Los caladeros, antes y ahora, son los mismos. El fascismo fue un fenómeno político, cultural, económico, que tuvo un sustrato sociológico substancial. Ahora también lo es. En lo fundamental se trata del viejo axioma, el de la construcción del enemigo. Un enemigo que en ocasiones era «externo» y en las sociedades europeas modernas se ha completado con el «interno». Nada nuevo. Valores tradicionales incluidos los religiosos, xenofobia, seguridad frente a la incertidumbre creada por la «pérdida» o la «amenaza» de los migrantes, la dejación de la lengua madre, los pilares patrios, la unidad del territorio. Ante esta decadencia se impone un paso adelante, la búsqueda del mesías, personal o colectivo.

El rédito electoral de estas políticas está encima de la mesa. En las elecciones de la Unión Europea de 2014, 9 partidos superaron en sus territorios la barrera del 10% de los votos. De ellos 3 la del 20% (Gran Bretaña, Dinamarca y Francia. En Croacia, la HSP alcanzó el 41,39% de los votos. En las legislativas de Hungría de 2014, el Jobbik alcanzo el 21% de los votos tras haber triunfado ya en 2010, y en las de 2015 en Suiza, el SVP el 29%, el DF el 21% el mismo año en las de Dinamarca y el Fins el 19% en las de Finlandia. Y como es sabido, este año, el FPO lograba la mayoría absoluta en Austria, con un 51,8 de los votos. En Polonia, franquicia ultraconservadora, ¿dónde está el límite entre unos y otros?, gobiernan en solitario.

Y apuntando a las franquicias. ¿No existe un sustrato sociológico y político en grupos que no se definen abiertamente fascistas pero que en su discurso y práctica cotidiana están cerca de esos postulados? Lo he leído más de una vez y al parecer sería políticamente correcto enmarcarlos en el apartado «totalitario», descartando el término «fascismo», a pesar de que comparten espacios con los citados.

¿Cómo podemos catalogar a regímenes como el de Petró Poroshenko en Ucrania o al de Recep Tayyip Erdogan en Turquía, dónde las libertades han sido cercenadas con el pretexto de la unidad y la gloria de la patria? ¿Y la Liga Norte en Italia?
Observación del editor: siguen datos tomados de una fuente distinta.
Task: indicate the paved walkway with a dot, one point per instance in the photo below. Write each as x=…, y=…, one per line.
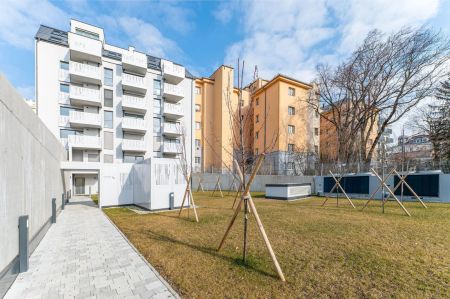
x=83, y=255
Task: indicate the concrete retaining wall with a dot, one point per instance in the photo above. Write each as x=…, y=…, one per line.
x=30, y=176
x=259, y=184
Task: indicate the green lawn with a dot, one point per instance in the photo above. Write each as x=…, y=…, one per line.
x=324, y=251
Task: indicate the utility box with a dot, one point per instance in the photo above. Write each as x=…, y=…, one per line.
x=171, y=200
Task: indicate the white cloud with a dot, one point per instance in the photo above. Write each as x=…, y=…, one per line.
x=148, y=38
x=291, y=37
x=20, y=20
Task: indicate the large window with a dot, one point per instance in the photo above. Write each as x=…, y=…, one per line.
x=156, y=125
x=291, y=129
x=108, y=120
x=64, y=88
x=64, y=65
x=157, y=87
x=108, y=98
x=108, y=140
x=291, y=110
x=132, y=158
x=108, y=77
x=156, y=106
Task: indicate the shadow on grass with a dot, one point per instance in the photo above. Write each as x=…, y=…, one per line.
x=204, y=249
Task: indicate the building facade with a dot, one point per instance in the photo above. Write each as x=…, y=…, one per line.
x=277, y=121
x=109, y=105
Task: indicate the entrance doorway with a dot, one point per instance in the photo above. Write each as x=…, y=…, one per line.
x=79, y=185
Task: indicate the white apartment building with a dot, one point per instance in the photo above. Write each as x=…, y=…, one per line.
x=109, y=105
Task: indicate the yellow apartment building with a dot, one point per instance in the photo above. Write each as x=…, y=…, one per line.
x=280, y=122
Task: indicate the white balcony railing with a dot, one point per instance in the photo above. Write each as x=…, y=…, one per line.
x=85, y=119
x=173, y=110
x=84, y=94
x=134, y=124
x=173, y=92
x=133, y=145
x=82, y=141
x=83, y=47
x=171, y=148
x=172, y=72
x=172, y=128
x=135, y=61
x=134, y=103
x=83, y=70
x=132, y=82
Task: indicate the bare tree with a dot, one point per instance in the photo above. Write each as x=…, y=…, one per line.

España, para no perderme en disquisiciones huecas, fue el último estado europeo en abandonar la etiqueta fascista. Si nos atenemos a su cronología oficial, sucedió con la aprobación de su Constitución en 1978. Desde entonces, la llamada extrema derecha ha sido catalogada con eufemismos, algo que lo conocemos en primera persona. Los apartados del estado, los poderes fácticos, aún en el siglo XXI, tienen un poder enorme. Lo manejan a su antojo. ¿Es residual el fascismo en España según las urnas? Quien lo afirme es un iluso. Está insertado en la naturaleza de su aparato partidista.

A estas alturas, el auge electoral de los partidos neofascistas, explícitos, diluidos en coaliciones o franquicias, es evidente. Dicen desde Bruselas que su factor de riesgo llama a la puerta. La manada de lobos que acechan al rebaño. Nuevamente con una carga de impostura relevante. Porque mucho del caldo de cultivo en el que ha germinado tiene su razón en las políticas implementadas por liberales y socialdemócratas.

Ha sido el empeño de liberales, «demócratas» de toda la vida y socialistas reconvertidos y deslumbrados por el mercado, los que han aplicado a pies juntillas las políticas neoliberales, el seguimiento acrítico a los caminos marcados por las elites económicas, por el Fondo Monetario Internacional, la Heritage Foundation o ese Gobierno de Bruselas que rescata sus bancos, cargando los costes en las espaldas de los ciudadanos de a pie. Cuando las diferencias entre unos y otros se hacen tan estrechas, la tendencia natural es la de optar por el original y abandonar la copia.

La crisis económica y las políticas europeas de austeridad han empobrecido a las clases medias y han dejado en la miseria a buena parte de las clases más desfavorecidas, generando una actitud hostil hacia la UE y su gobierno en la sombra. En ese caldo de cultivo se han multiplicado los microorganismos. También los parásitos. El fascismo en auge. Y no como factor de riesgo, sino como evidencia.